Yes, you can change the journal date format by uncommenting this line in config.edn and changing the :journal/page-title-format
key value to your desired date format.
In :journal/page-title-format
, you use ISO 8601 formatting codes, which are defined in logseq/cljs-time /src/cljs_time/format.cljs
Symbol Meaning Presentation Examples
------ ------- ------------ -------
G era text AD
C century of era (>=0) number 20
Y year of era (>=0) year 1996
x weekyear year 1996
w week of weekyear number 27
e day of week number 2
E day of week text Tuesday; Tue
y year year 1996
D day of year number 189
M month of year month July; Jul; 07
d day of month number 10
a halfday of day text PM
K hour of halfday (0~11) number 0
h clockhour of halfday (1~12) number 12
H hour of day (0~23) number 0
k clockhour of day (1~24) number 24
m minute of hour number 30
s second of minute number 55
S fraction of second number 978
a meridiem text am; pm
A meridiem text AM; PM
z time zone text Pacific Standard Time; PST
Z time zone offset/id zone -0800; -08:00; America/Los_Angeles
' escape for text delimiter
'' single quote literal '
cljs-time additions:
------ ------- ------------ -------
Symbol Meaning Presentation Examples
------ ------- ------------ -------
o ordinal suffix text st nd rd th (E.G., 1st, 2nd, 3rd, 4th)
The count of pattern letters determine the format.
Text: If the number of pattern letters is 4 or more, the full form is used;
otherwise a short or abbreviated form is used if available.
Number: The minimum number of digits. Shorter numbers are zero-padded to this
amount.
Year: Numeric presentation for year and weekyear fields are handled
specially. For example, if the count of y
is 2, the year will be displayed
as the zero-based year of the century, which is two digits.
Month: 3 or over, use text, otherwise use number.
Zone: Z
outputs offset without a colon, ZZ
outputs the offset with a
colon, ZZZ
or more outputs the zone id.
Zone names: Time zone names (‘z’) cannot be parsed.

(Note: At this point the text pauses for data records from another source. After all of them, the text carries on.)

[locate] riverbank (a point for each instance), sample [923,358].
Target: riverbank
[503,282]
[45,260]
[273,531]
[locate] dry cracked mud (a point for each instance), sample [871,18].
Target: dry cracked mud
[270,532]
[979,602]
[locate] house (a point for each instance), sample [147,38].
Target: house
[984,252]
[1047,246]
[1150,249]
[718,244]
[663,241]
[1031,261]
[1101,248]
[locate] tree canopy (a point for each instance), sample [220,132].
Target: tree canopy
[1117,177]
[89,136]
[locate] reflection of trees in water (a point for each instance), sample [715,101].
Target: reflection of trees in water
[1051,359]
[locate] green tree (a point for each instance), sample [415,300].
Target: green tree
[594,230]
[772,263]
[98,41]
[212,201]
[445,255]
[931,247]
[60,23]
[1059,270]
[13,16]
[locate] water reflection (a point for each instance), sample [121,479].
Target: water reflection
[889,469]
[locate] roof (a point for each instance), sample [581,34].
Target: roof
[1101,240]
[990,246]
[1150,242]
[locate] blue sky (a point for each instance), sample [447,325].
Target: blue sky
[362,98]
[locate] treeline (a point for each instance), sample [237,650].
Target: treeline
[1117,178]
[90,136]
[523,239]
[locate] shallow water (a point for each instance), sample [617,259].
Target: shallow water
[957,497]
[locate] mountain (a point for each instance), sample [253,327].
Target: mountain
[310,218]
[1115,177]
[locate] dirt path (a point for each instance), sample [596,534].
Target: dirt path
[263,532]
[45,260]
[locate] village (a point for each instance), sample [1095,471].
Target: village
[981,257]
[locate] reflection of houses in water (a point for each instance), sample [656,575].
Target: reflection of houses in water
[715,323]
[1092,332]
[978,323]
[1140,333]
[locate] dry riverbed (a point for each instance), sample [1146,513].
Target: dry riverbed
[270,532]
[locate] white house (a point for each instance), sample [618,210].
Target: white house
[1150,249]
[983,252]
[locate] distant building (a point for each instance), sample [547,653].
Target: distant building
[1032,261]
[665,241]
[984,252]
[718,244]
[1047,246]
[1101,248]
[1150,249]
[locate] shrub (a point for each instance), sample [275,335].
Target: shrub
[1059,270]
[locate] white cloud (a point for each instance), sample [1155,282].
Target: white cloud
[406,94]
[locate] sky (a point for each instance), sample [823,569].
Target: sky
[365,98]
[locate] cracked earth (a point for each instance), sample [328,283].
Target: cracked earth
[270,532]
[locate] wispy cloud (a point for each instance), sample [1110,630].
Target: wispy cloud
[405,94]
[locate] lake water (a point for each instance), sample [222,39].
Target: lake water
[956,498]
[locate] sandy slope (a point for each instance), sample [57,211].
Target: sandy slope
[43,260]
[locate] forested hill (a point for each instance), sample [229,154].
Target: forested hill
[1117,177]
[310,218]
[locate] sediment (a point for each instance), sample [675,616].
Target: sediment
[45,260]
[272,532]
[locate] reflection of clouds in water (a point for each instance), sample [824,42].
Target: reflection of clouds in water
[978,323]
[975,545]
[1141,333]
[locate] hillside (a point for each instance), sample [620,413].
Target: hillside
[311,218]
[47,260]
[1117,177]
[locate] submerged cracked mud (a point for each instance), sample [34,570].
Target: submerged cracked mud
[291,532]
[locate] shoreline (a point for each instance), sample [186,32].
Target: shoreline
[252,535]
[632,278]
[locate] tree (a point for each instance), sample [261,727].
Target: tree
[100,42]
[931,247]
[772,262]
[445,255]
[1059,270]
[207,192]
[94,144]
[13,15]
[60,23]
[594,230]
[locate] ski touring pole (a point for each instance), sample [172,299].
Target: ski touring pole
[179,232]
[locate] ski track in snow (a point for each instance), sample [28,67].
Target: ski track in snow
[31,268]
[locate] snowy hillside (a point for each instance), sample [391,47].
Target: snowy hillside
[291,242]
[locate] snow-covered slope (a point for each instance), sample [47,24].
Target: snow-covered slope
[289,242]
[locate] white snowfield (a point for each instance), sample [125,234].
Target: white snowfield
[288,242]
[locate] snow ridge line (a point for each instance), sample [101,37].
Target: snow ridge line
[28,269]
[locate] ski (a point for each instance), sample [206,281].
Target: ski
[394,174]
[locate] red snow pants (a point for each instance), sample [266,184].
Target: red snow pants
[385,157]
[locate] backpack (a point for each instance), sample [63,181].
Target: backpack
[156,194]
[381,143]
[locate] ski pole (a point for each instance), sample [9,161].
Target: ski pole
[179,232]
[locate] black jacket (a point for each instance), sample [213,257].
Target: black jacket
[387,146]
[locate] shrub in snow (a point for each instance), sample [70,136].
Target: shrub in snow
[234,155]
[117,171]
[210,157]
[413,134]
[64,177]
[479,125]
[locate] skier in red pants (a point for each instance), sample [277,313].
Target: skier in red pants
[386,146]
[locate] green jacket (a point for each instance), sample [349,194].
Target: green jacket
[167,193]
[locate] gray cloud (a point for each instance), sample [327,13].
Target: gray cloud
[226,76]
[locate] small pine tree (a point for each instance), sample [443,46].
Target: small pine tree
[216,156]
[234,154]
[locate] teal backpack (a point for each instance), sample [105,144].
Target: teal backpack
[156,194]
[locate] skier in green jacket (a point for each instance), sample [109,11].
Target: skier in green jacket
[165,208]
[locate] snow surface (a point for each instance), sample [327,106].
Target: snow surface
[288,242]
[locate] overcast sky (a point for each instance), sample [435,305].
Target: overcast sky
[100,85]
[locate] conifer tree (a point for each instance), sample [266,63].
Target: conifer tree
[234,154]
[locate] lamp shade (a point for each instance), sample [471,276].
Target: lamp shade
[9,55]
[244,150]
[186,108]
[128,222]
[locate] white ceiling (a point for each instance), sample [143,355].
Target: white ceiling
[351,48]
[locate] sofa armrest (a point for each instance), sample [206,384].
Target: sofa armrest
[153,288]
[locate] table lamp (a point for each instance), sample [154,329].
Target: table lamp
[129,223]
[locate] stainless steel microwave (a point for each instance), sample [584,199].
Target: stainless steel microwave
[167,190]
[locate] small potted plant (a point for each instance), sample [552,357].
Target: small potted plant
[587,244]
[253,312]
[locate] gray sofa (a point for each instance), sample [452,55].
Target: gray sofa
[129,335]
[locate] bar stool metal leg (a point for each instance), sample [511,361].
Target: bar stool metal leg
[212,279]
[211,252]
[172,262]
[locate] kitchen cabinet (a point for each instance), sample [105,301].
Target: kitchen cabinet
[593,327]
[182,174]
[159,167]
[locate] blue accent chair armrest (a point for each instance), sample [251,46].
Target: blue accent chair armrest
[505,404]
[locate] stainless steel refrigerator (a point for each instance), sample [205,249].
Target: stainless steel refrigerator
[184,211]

Any characters in the pattern that are not in the ranges of ['a'..'z']
and
['A'..'Z']
will be treated as quoted text. For instance, characters like :
,
.
, <space>
, #
and ?
will appear in the resulting time text even they are
not embraced within single quotes."}
I have my page title format set as:
:journal/page-title-format "EEEE, MMM do, yyyy"
And that renders to: Friday, Aug 9th, 2024.
It’s alright. When I want to manually create a linked reference to the date then I need to use the /date picker
because I have no idea what day of the week any given day will be. That’s a bit of an annoyance, but whatever.